Formel 1 als Wachstumsmotor: Mehr Nachfrage, mehr Vermarktung
Dass der F1-Abschnitt so deutlich zulegt, deutet auf eine weiterhin breite Unterstützung durch mehrere Erlösquellen hin: Sponsoring, Medienrechte und Fan-Engagement. Gleichzeitig setzt das Unternehmen die Vermarktung über Partnerschaften konsequent fort bzw. erweitert.

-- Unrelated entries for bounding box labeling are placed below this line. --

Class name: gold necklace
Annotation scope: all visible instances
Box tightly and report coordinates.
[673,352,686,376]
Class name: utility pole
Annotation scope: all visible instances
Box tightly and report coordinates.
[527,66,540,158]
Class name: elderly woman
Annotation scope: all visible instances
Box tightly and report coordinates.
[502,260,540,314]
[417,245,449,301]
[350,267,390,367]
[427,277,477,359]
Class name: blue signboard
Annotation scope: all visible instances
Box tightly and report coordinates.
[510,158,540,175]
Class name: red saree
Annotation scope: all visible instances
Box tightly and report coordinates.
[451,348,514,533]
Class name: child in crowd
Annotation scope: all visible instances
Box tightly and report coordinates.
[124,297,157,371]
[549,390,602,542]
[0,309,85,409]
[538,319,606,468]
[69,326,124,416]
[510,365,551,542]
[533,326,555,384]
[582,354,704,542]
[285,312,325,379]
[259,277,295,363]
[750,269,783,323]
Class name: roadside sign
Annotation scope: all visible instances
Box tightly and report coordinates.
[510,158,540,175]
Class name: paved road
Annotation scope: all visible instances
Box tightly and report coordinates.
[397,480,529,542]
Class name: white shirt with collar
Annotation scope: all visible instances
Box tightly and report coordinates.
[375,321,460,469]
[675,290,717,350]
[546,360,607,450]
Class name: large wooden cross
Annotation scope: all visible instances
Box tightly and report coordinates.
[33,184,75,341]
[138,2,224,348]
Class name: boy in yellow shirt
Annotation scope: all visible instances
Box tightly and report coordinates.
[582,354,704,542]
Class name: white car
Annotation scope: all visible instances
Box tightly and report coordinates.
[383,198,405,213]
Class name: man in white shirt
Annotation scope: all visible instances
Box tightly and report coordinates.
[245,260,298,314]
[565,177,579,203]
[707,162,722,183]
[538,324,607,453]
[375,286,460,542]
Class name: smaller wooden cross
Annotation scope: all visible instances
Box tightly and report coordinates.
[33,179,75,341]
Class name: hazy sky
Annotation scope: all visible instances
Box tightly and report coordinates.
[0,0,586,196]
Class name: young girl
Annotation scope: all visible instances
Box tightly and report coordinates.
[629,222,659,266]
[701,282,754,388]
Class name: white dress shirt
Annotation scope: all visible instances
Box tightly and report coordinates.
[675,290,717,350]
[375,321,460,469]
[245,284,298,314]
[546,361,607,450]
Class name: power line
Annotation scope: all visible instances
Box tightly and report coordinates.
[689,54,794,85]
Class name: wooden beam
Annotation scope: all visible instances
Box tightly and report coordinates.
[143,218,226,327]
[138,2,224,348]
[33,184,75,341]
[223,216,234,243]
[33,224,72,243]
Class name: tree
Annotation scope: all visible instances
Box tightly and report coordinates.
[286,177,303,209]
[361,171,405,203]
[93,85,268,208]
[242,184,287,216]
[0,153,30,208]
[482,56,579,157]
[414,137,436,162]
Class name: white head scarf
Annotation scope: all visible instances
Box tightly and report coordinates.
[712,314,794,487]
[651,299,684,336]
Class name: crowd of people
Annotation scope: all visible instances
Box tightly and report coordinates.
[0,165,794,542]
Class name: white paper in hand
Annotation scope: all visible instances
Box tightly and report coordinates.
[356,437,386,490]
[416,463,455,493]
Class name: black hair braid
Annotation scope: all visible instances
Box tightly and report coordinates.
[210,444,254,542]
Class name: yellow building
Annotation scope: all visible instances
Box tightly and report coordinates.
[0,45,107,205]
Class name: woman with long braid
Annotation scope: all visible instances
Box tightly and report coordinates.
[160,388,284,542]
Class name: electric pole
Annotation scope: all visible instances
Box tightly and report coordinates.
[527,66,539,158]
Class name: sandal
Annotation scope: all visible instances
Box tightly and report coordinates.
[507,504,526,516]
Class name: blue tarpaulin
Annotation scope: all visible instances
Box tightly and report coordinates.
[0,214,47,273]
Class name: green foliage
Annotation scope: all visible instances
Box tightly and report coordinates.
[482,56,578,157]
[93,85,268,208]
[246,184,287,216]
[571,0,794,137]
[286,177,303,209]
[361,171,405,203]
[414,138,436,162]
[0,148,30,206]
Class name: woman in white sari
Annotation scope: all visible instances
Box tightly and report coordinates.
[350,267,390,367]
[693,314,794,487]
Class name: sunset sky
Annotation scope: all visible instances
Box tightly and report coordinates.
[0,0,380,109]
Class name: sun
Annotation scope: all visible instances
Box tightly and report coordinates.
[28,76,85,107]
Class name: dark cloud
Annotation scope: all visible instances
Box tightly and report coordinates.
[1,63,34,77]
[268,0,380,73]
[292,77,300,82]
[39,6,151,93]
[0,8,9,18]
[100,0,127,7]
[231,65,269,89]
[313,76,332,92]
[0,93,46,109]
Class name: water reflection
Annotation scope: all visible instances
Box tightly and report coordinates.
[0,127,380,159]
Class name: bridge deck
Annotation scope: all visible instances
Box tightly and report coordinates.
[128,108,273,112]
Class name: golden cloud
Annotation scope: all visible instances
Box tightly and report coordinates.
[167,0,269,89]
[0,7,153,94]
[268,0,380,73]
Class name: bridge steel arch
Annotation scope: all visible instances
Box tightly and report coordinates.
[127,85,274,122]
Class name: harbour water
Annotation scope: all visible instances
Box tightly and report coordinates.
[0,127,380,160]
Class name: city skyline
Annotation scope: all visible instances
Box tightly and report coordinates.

- Rennkalender: Rückkehr des Turkish Grand Prix ab 2027 in einem neuen mehrjährigen Abkommen
- Partnerschaften: Verlängerte Salesforce- und Allwyn-Vereinbarungen
- Sponsoring: Neue mehrjährige Deals mit Marsh, FanDuel und Betway
- Broadcast: Verlängerungen/Erweiterungen u. a. mit Sky (UK/Italien), Foxtel (Australien) und beIN (pan-Asia)
- Ausfälle: Keine Rennen in Bahrain und Saudi-Arabien im April wegen geopolitischen Spannungen
MotoGP: Ausbau der kommerziellen Reichweite
Auch im zweiten wichtigen Sportsegment zeigt sich Rückenwind. MotoGP steigerte den Umsatz im Quartal um 25% auf 94 Mio. US-Dollar. Damit wird sichtbar, dass Liberty Media nicht nur auf die Formel 1 fokussiert, sondern die MotoGP-Komponente strategisch weiter auflädt.
Analysten-Einordnung: Dass Liberty Media bei den Konzernzahlen die Erwartungen übertrifft und gleichzeitig F1-kennzahlen wie Umsatz (+53%) sowie Adjusted OIBDA (+102%) stark wachsen, deutet darauf hin, dass die Vermarktungslogik der Formel 1 derzeit mehr trägt als nur den reinen Kalender-Effekt. Für Anleger bedeutet das vor allem: Die operative Basis des Cash-Flow-Potenzials wirkt stabil, während die Türkei-GP-Rückkehr und die verlängerten Medien-/Sponsoringverträge die Planbarkeit für die kommenden Saisons verbessern können. Gleichzeitig bleibt ein echter Risikofaktor die Abhängigkeit von der Termin- und Geopolitikseite (wie die Ausfälle in Bahrain/Saudi im April gezeigt haben). Die nächsten Quartale entscheiden daher, ob die Dynamik nachhaltig bleibt – oder ob sich die Effekte aus dem Rennkalender stärker normalisieren.
Fazit & Ausblick
Liberty Media startet mit einem klaren positiven Impuls in 2026: Der Konzernumsatz liegt über den Erwartungen, die Formel 1 liefert einen deutlichen Ergebnishebel und der weitere Rechteausbau (inklusive Türkei-GP ab 2027) stärkt die mittelfristige Vermarktungsperspektive. Für MotoGP ist die Umsatzsteigerung ein frühes Signal, dass der Ausbau der kommerziellen Reichweite greift.
Für die weitere Entwicklung bleiben vor allem zwei Punkte entscheidend: die Stabilität des Rennkalenders sowie der Fortschritt bei MotoGP-Kommerzialisierung. Anleger sollten zudem die nächsten Quartalszahlen abwarten, um zu sehen, wie nachhaltig sich das starke F1-Plus auf das Gesamtprofil von Umsatz und Ergebnis überträgt.